The invention discloses a thyroid nodule real-time segmentation method based on a full convolution dense hole network. The method comprises the following steps: 1, obtaining thyroid data and carryingout preprocessing; 2, labeling the obtained data to serve as a data set for training a full convolution dense hole network model; 3, constructing a full convolution dense hole network model based on dense connection, and performing parameter training; 4, replacing a convolution kernel in the convolution layer with hole convolution, and decomposing the convolution kernel by convolution kernel decomposition; 5, performing data standardization and nonlinear activation processing on the input of the convolution layer; and 6, analyzing and comparing the segmentation effect and efficiency of the full convolution dense hole network model.

Description

technical field [0001] The invention belongs to the field of deep learning and image processing, and relates to a convolutional neural network and image semantic segmentation technology, in particular to a real-time segmentation method for thyroid nodules based on a fully convolutional dense hole network.
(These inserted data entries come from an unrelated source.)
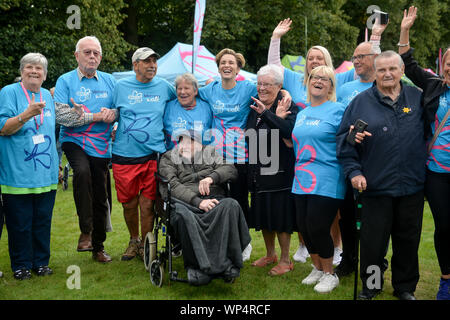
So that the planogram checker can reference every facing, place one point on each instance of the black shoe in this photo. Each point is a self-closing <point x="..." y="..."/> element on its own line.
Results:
<point x="22" y="274"/>
<point x="405" y="295"/>
<point x="198" y="278"/>
<point x="344" y="269"/>
<point x="230" y="274"/>
<point x="368" y="294"/>
<point x="43" y="271"/>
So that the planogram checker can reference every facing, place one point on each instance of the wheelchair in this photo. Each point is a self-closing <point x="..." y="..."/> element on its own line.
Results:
<point x="156" y="261"/>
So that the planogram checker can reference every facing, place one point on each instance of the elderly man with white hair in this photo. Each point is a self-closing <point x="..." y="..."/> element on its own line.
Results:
<point x="87" y="143"/>
<point x="388" y="170"/>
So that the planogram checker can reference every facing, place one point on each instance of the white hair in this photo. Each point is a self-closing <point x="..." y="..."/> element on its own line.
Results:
<point x="189" y="77"/>
<point x="33" y="58"/>
<point x="273" y="70"/>
<point x="93" y="38"/>
<point x="389" y="54"/>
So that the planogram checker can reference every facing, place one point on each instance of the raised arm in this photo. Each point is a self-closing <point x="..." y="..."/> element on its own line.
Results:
<point x="274" y="49"/>
<point x="409" y="16"/>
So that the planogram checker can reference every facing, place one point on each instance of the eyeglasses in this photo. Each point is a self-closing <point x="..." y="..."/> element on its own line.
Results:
<point x="88" y="52"/>
<point x="361" y="56"/>
<point x="316" y="78"/>
<point x="264" y="85"/>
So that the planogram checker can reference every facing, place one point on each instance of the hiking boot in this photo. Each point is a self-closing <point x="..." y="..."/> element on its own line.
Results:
<point x="132" y="250"/>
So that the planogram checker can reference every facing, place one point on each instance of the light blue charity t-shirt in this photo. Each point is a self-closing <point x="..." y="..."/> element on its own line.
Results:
<point x="293" y="82"/>
<point x="141" y="108"/>
<point x="177" y="120"/>
<point x="317" y="170"/>
<point x="349" y="90"/>
<point x="230" y="110"/>
<point x="94" y="138"/>
<point x="439" y="159"/>
<point x="25" y="164"/>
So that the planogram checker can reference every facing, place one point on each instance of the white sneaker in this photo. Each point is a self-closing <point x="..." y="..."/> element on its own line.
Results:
<point x="337" y="256"/>
<point x="301" y="254"/>
<point x="327" y="283"/>
<point x="247" y="252"/>
<point x="313" y="277"/>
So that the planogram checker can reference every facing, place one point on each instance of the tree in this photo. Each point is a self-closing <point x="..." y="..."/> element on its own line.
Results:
<point x="42" y="26"/>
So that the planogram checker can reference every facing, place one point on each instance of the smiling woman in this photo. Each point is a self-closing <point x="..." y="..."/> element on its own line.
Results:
<point x="29" y="173"/>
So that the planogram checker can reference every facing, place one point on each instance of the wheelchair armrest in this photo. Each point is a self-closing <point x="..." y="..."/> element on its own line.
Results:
<point x="160" y="178"/>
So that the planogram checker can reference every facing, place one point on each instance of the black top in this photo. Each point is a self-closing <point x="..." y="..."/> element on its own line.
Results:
<point x="282" y="158"/>
<point x="433" y="87"/>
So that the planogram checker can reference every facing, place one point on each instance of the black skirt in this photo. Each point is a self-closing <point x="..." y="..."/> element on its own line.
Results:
<point x="272" y="211"/>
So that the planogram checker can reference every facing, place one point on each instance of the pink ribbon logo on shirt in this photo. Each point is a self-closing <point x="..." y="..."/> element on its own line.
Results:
<point x="302" y="166"/>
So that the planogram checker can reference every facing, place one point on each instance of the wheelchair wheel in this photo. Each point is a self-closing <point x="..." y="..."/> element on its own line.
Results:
<point x="149" y="250"/>
<point x="156" y="273"/>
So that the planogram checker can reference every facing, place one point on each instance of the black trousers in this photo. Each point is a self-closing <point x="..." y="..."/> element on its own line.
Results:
<point x="239" y="188"/>
<point x="401" y="219"/>
<point x="315" y="215"/>
<point x="347" y="225"/>
<point x="437" y="191"/>
<point x="90" y="191"/>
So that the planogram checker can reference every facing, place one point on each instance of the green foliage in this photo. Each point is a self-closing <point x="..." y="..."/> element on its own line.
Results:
<point x="430" y="30"/>
<point x="40" y="26"/>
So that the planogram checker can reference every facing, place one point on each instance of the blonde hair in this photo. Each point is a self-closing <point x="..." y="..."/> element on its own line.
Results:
<point x="239" y="57"/>
<point x="444" y="57"/>
<point x="328" y="72"/>
<point x="326" y="56"/>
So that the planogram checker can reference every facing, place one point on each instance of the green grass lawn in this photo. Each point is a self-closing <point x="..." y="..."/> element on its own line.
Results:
<point x="120" y="280"/>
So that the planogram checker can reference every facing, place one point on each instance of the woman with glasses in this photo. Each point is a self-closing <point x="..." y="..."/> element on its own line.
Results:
<point x="29" y="167"/>
<point x="272" y="203"/>
<point x="319" y="183"/>
<point x="230" y="102"/>
<point x="436" y="102"/>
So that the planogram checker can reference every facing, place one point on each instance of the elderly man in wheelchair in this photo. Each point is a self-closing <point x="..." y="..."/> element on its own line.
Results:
<point x="210" y="227"/>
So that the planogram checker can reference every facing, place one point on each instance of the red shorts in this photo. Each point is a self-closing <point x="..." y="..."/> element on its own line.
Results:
<point x="134" y="179"/>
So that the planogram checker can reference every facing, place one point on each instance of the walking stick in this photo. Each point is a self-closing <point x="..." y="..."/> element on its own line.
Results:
<point x="358" y="204"/>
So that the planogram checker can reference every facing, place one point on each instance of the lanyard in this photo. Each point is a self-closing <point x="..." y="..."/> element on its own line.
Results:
<point x="29" y="101"/>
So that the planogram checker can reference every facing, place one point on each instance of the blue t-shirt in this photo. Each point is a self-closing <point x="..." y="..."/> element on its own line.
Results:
<point x="177" y="120"/>
<point x="439" y="159"/>
<point x="293" y="82"/>
<point x="94" y="138"/>
<point x="141" y="109"/>
<point x="317" y="170"/>
<point x="349" y="90"/>
<point x="230" y="110"/>
<point x="25" y="164"/>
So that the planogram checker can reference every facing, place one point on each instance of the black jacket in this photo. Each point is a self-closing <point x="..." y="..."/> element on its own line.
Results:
<point x="393" y="159"/>
<point x="433" y="87"/>
<point x="283" y="177"/>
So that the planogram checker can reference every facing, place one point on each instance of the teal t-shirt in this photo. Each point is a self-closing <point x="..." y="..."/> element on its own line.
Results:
<point x="27" y="162"/>
<point x="439" y="158"/>
<point x="317" y="170"/>
<point x="177" y="120"/>
<point x="141" y="109"/>
<point x="230" y="109"/>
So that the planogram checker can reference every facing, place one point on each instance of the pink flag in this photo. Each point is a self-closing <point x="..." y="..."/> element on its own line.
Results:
<point x="200" y="6"/>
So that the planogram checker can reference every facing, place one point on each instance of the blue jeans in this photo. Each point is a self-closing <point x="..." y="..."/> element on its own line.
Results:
<point x="28" y="220"/>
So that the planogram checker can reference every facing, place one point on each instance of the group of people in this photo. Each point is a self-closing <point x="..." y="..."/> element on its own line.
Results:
<point x="282" y="143"/>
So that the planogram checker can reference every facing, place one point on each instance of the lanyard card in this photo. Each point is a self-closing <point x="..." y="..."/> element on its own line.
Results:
<point x="39" y="138"/>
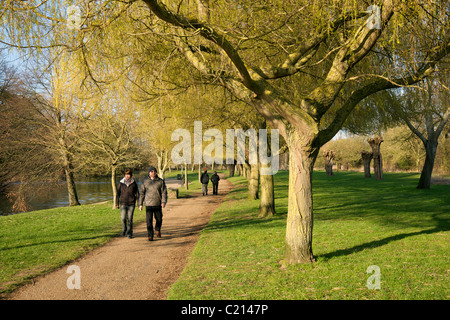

Background technique [0002] Thyroid nodules are the most common abnormalities in the endocrine system, and their malignant potential makes them clinically important. Ultrasonography is the imaging modality of choice for the diagnosis of thyroid nodules. In clinical practice, radiologists based on the aspect ratio of nodules in ultrasound images, the presence of calcification, structure (diffusion, single or multiple), boundaries, echo characteristics (hyperechoic, isoechoic and hypoechoic), etc. The evaluation criteria are used to diagnose benign and malignant thyroid glands. However, due to the influence of cognitive ability, subjective experience, and fatigue, doctors ...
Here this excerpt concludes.